Data Lake and Data Warehouse

Introduction

Data volumes are growing and the pace of this growth is unprecedented. The volume, variety, velocity and veracity of these data coming from Sensor, Social media, and other sources are far outstripping traditional data warehousing approach. With all this new data connecting us, we should be sailing smoothly. Unfortunately, we are drowning in our own data. Forward-looking organizations are trying to harness these new sources in a productive way to achieve unprecedented value and competitive advantage.

What is Data Lake?

As of now, there is no Clear industry definition for Data Lake. For some, Data Lake is a repository for large quantities and varieties of data, both structured and unstructured. For others, data lake is an architectural strategy and an architectural destination. But the concept of data lake is emerging as a popular way to organize and build the next generation of systems to face the big data challenges. The need for data lake arose because a new type of data needed to be captured and exploited by the organizations.

Capabilities and Salient Features of Data Lake:

  • Capture and store huge amount of raw data at low cost. Can be scaled very easily.
  • Supports Advance Analytics. Utilizes the large quantities of coherent data and facilitates the use of various algorithms (e.g. deep learning) for analytics.
  • Allows Schema-Less Write and Schema based Read. This is very handy at the time of data consumption.
  • No compulsion of data modeling at the time of Data Ingestion. It can be done at the time of consumption.
  • Can store data from diverse sources and in various formats e.g. Sensor data, social media data, XML and more.
  • Accommodate high-speed data in conjunction with additional tools like Kafka and Flume.
  • Perform single subject analytics base on specific use cases.
  • Data Lake with Hadoop 2.0 with YARN overs comes the limitation of Batch -oriented and only single means for user interaction with data.

Data Lake vs. Data warehouse

Both have their own sweet spot. The enterprise data warehouse was designed to create a single version of the truth, that can be reused again and again. The model is based on schema on write, thereby demanding a lot of time during design and modeling. This makes it less flexible. On the other hand, if you need Fast response time, high concurrency consistent performance, easily consumable data and Cross-functional analysis – Enterprise data warehouse is the option to go ahead with.

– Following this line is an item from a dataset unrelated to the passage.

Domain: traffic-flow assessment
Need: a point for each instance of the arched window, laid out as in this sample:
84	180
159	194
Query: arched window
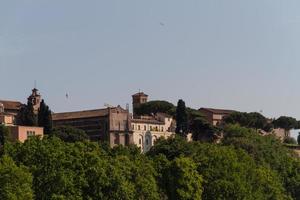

Let’s try to summarize few of the differences between Data Lake and Data Warehouse:

  Data Lake Data warehouse 
Data  Raw, Structured, Unstructured, semi-structured. Structured, processed
Storage  Low-cost storage   Expensive for large data volumes 
Processing  Schema -on -read   Schema – on -write 
Agility  Configurable and reconfigurable as and when needed. Fixed configuration 
Security  Work in progress   Mature 
User  Meant for Data scientists   Business and Technical users. 
Analytics Support  Excels at utilizing the large volume of coherent data   Limited. 
AS-IS data format  Data modeling not required at time of Ingestion can be done at the time of consumption.  Typically, Data is modeled as a cube during ingestion.
Access Methods  Data Accessed through programs created by developers, SQL-like systems. No standard of the prefixed way.  Data Accessed through standard SQL and BI tools.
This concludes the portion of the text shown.